Town staff and consultants provided an update April 15 on the buildings portion of the Resilient Danvers CASPER plan, reporting progress on several implementation items and outlining next steps.
Aaron Henry, the town's buildings/climate implementation lead, briefed the Select Board on progress including: establishing an energy baseline for municipal buildings and facilities in coordination with Danvers Electric; completing updates to the town                     's floodplain bylaw at Town Meeting (the board was told FEMA has reviewed the measures and the new Flood Insurance Study and maps will take effect July 8, 2025); updating historic-district guidelines related to energy and solar installations; and pilot efforts to help low-income households with weatherization and energy-efficiency measures via Habitat and Affordable Housing Trust coordination.
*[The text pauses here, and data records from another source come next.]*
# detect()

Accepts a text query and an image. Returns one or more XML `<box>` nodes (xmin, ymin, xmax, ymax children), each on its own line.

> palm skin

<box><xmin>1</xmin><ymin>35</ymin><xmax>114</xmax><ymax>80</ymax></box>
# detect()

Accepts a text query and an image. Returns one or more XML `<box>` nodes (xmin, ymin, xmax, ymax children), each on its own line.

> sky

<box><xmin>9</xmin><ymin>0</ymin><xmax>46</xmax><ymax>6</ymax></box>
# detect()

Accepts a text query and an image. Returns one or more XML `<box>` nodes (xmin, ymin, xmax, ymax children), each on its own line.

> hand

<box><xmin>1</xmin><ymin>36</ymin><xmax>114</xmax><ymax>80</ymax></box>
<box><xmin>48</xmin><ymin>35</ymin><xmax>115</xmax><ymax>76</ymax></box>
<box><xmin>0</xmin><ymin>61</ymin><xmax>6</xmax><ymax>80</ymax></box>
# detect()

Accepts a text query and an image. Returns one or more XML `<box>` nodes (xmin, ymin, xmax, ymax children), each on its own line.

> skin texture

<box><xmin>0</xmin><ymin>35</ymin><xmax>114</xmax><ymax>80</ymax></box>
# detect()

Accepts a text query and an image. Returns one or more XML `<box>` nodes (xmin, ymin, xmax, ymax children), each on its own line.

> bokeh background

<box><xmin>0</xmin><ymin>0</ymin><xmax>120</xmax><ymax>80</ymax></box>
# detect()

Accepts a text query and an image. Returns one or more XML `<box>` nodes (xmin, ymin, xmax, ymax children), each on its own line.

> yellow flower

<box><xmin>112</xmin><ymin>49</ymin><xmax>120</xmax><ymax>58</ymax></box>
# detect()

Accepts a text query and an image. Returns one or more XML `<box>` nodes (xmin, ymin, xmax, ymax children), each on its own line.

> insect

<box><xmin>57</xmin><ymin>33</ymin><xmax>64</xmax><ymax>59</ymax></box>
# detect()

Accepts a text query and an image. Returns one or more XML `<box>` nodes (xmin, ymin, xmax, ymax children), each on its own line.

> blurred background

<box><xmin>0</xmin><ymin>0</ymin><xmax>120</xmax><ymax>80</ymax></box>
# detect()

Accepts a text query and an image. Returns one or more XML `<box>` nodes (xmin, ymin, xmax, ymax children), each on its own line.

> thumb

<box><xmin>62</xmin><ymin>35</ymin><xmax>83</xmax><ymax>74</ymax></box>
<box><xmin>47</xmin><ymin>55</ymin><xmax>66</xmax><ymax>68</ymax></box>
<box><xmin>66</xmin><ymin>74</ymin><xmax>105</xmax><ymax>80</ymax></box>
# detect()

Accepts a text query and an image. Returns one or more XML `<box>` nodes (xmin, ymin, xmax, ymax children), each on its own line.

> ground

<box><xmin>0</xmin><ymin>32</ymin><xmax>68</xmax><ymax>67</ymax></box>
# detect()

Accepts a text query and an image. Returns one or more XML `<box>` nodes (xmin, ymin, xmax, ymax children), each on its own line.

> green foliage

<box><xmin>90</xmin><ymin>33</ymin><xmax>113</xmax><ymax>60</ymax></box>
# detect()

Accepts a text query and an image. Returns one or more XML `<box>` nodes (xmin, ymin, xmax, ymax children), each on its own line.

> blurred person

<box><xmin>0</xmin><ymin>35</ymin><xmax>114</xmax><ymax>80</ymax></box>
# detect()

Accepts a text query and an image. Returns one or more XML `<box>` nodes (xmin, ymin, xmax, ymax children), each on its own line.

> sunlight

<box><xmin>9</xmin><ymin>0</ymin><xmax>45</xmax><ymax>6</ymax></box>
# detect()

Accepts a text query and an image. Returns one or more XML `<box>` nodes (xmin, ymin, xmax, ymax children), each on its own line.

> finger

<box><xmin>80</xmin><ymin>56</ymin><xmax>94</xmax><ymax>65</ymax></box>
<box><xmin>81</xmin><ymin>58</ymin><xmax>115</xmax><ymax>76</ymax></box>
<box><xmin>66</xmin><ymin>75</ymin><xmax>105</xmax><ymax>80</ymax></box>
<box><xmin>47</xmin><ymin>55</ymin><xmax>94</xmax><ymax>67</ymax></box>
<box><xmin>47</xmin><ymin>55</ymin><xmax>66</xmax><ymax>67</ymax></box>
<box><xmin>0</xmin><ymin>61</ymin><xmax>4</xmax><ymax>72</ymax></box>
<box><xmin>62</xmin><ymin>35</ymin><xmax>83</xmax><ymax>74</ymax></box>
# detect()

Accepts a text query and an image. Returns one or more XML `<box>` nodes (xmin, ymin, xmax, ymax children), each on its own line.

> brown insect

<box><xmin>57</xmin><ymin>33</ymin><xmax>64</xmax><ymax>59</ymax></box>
Henry said roughly 40% of Danvers' greenhouse-gas emissions come from buildings and that around 93% of homes rely primarily on fossil fuels (oil or gas), so the town sees buildings as a high-impact area for emissions reduction. He described work to quantify municipal energy use across buildings, street and traffic lighting and municipal fleet as the primary near-term task, and said staff expects that effort to take several months to complete.
Board members asked about the economics of electrification for homeowners and the feasibility of incentives or rebate programs; staff said the town will coordinate with Danvers Electric on programmatic incentives and with state programs for low-income weatherization. The town manager also reported that FEMA had reviewed the floodplain management measures and that the updated Flood Insurance Study and maps will become effective July 8, 2025.
The board did not take formal action on new regulations at the meeting but directed staff to continue baseline work, seek funding and coordination for household retrofit programs, and return with specific program proposals and estimated costs where required.